The Story of Isle de Jean Charles

Imperiled on the front line of coastal erosion and rising seas, the bayou region of south Louisiana is home to diverse peoples and cultures.

The residents of Isle de Jean Charles—a population of predominantly tribal ancestry—live in this region, on an island that is rapidly disappearing into the Gulf of Mexico. Once encompassing more than 22,000 acres, only 320 acres of Isle de Jean Charles remain. The sole connecting road to the mainland—Island Road, built in 1953—is often impassable due to high winds, tides, sea level rise or storm surge. This effectively blocks residents from school, work and essential goods and services.

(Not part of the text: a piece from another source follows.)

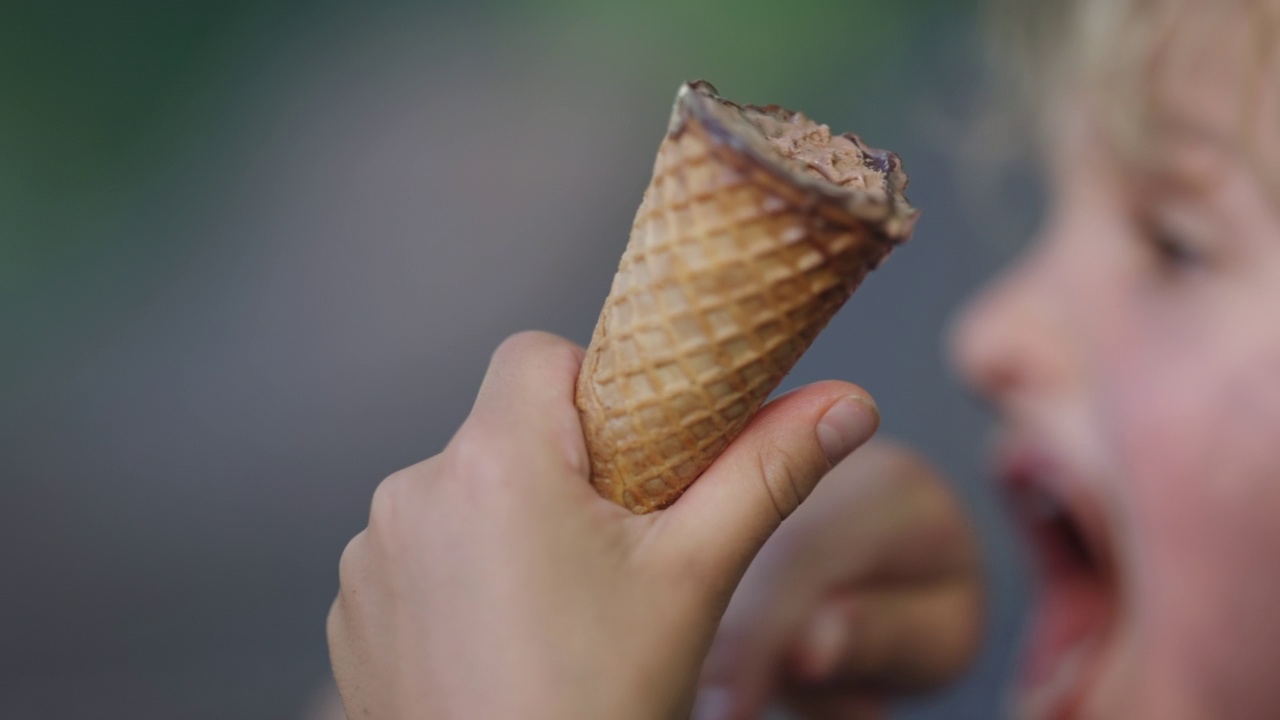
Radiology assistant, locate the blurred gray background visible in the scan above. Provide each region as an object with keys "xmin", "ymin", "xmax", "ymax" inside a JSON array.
[{"xmin": 0, "ymin": 1, "xmax": 1039, "ymax": 718}]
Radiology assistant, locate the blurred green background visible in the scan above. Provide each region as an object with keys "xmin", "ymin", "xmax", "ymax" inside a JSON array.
[{"xmin": 0, "ymin": 1, "xmax": 1035, "ymax": 718}]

The land where island residents and their families once hunted, trapped, grazed animals and farmed is now open water. Unfortunately, the challenges of restoring or preserving the island’s landmass are insurmountable. So, the question arises, how does the state help residents resettle to a new home, while preserving their culture and values in a new place that offers a prosperous and sustainable future? In response to that question, a dedicated team of state and local officials, planners, engineers, architects and policymakers is collaborating with current and former island residents to develop a program for the Resettlement of Isle de Jean Charles.

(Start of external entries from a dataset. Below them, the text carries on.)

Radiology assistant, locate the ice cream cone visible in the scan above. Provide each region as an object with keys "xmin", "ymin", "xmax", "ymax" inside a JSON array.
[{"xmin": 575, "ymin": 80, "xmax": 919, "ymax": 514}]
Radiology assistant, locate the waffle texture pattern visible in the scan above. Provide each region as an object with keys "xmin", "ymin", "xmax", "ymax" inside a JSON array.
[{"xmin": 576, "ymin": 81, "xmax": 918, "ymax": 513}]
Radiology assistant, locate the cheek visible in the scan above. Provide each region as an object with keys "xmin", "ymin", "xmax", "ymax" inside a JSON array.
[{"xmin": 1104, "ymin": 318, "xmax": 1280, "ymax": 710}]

In January 2016, the U.S. Department of Housing and Urban Development awarded the state of Louisiana $48.3 million in Community Development Block Grant funds for the Resettlement of Isle de Jean Charles, as part of the Office of Community Development’s winning application to the National Disaster Resilience Competition.

With Resettlement funding now in place, Louisiana has the ability to make possible a structured and voluntary retreat from Isle de Jean Charles that is thoughtful and equitable, while maximizing opportunities for current and past island residents.

The Resettlement focuses on developing a stronger and less flood-prone community for the people of Isle de Jean Charles—who are primarily of American Indian ancestry-that also reflects, preserves and protects their unique culture, diversity and history. Some residents speak of ties to the Isle de Jean Charles Band of the Biloxi-Chitimacha Confederation of Muskogees, while others speak of ties to the United Houma Nation. Some speak of ties to both tribes, and still others speak of no tribal affiliation. In addition to resettling current residents, the program is designed to give former island residents a chance to rejoin the community in its new location. Many former island residents, who also identify with differing tribal affiliations, moved inland after repeated disasters, seeking safety and economic opportunity. Regardless of which tribe residents and former residents identify with, the Resettlement is, by federal law and the state’s desire, not tied to any particular tribe, race or belief system.

As such, the Resettlement emerges as a complex process, involving a wide range of cultural, social, environmental, economic, institutional and political factors. As with any inclusive effort, all stakeholders bring unique values and perspectives to the table, which often complicates consensus-based decision-making. Therefore, the Resettlement cannot be driven solely by economic and operational objectives but must incorporate a comprehensive, holistic and open-ended approach.

The Resettlement team is committed to implementing the relocation process in a manner that emphasizes residents’ self-determination. Guided by an understanding of their expressed priorities, needs and concerns, the new settlement will reflect the Isle de Jean Charles community’s values, cultural affiliations and economic objectives.

In addition to serving the needs of the island residents, the state hopes its holistic approach will illustrate best practices and lessons learned for the resettlement of other diverse and culturally rich communities facing climate-driven relocation.